The quality of the light put out by modern CFL bulbs is excellent -- if you don't make the mistake we did and buy one that is labeled as a "sunlight" or "daylight" bulb.
Those sunlight CFL bulbs put out a very harsh, cold light most people find irritating which also tends to make everything in the room look kind of green. Yuck. We don't even know why the manufacturers continue to make the "sunlight" CFL. Are people using them to grow weed in their houses or what? Anyway, if you buy the CFL bulbs labeled "soft white" or "standard" you'll find the kind of light they put out is very close to what your old incandescent bulb provided, only maybe not quite as bright. If you need the exact same brightness from a lamp, then you should get a 20-watt CFL (75-watt equivalent) to replace a 60-watt incandescent bulb.
Modern soft white CFL bulbs do *not* flicker like some of the old ones did many years ago (and like the big flourescent tubes in office buildings still do today). On a final quality of light note, while a CFL bulb does comes on immediately, it takes about 30 to 60 seconds to completely warm up and put out its full brightness.
Also, you are no longer stuck with just the spiral-shaped bulb. They now make globe-shaped CFLs very similar to the old familiar incandescent, plus reflector types, mini-styles for overhead lighting fixtures, etc.

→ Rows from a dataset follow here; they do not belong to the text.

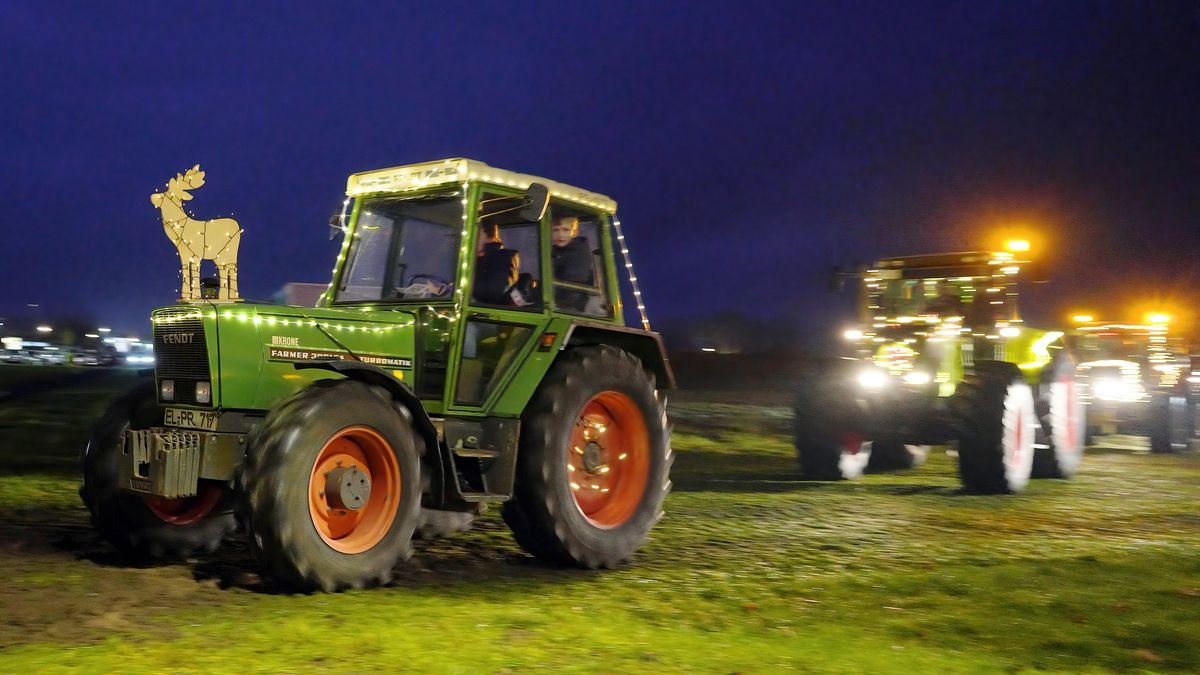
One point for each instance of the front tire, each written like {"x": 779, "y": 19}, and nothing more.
{"x": 594, "y": 460}
{"x": 996, "y": 425}
{"x": 144, "y": 526}
{"x": 333, "y": 483}
{"x": 828, "y": 426}
{"x": 1063, "y": 422}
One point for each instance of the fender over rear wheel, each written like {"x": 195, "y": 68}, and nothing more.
{"x": 333, "y": 487}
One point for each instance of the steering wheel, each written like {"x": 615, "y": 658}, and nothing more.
{"x": 425, "y": 286}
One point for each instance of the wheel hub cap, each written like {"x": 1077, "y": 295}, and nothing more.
{"x": 347, "y": 488}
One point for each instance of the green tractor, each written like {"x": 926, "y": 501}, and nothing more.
{"x": 1137, "y": 380}
{"x": 941, "y": 356}
{"x": 471, "y": 348}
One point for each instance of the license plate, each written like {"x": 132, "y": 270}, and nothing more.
{"x": 191, "y": 419}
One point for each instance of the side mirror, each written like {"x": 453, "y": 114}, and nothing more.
{"x": 537, "y": 198}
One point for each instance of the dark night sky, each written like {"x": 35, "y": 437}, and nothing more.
{"x": 750, "y": 145}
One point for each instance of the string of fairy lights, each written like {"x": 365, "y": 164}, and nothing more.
{"x": 629, "y": 267}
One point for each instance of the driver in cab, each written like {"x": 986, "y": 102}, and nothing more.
{"x": 496, "y": 268}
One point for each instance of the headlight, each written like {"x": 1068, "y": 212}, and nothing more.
{"x": 873, "y": 378}
{"x": 1111, "y": 389}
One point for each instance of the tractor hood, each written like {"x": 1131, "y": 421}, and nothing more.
{"x": 245, "y": 354}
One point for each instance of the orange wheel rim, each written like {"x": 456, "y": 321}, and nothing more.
{"x": 354, "y": 454}
{"x": 185, "y": 511}
{"x": 609, "y": 459}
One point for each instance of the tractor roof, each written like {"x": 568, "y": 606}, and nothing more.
{"x": 459, "y": 169}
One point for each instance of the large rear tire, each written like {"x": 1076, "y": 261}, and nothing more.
{"x": 333, "y": 485}
{"x": 594, "y": 460}
{"x": 1171, "y": 420}
{"x": 996, "y": 424}
{"x": 1063, "y": 422}
{"x": 828, "y": 426}
{"x": 145, "y": 526}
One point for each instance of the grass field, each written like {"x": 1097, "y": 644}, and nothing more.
{"x": 753, "y": 571}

As for making $546 in just one hour, the editor of this website did exactly that -- by simply by taking 30 minutes to go down to the local mega retail store and buy a couple of six-packs of CFL bulbs. It took him another 30 minutes to go around the house taking out the old 60 watt incandescent bulbs and screwing in the new CFL bulbs in their place. The total cost was $23.96 plus tax. So, how did he make $544 in that one hour? He went to a website called E3living.com and put the specifics of what he'd just done into their marvelous on-line form and looked at the bottom line results:
You can do the same for yourself at http://www.e3living.com/cfl-savings-calculator
Of course, you may not care about making an extra $500 for one hour of easy effort. And you may not care about how easy it is to significantly reduce the amount of CO2 you personally are causing to be put into the atmosphere by continuing to use the old energy-hog incandescent light bulbs.
But if that is not who you are and you haven't yet changed over to CFL bulbs, what the heck are you waiting for?
Oh, one more thing: If that *is* who you are then you should know that in December of 2008 a federal law went into effect in the United States which effectively bans the sale of 40-watt to 150-watt household incandescent bulbs starting in 2012, so you might as well just go ahead and make the money now and start reducing those emissions anyway.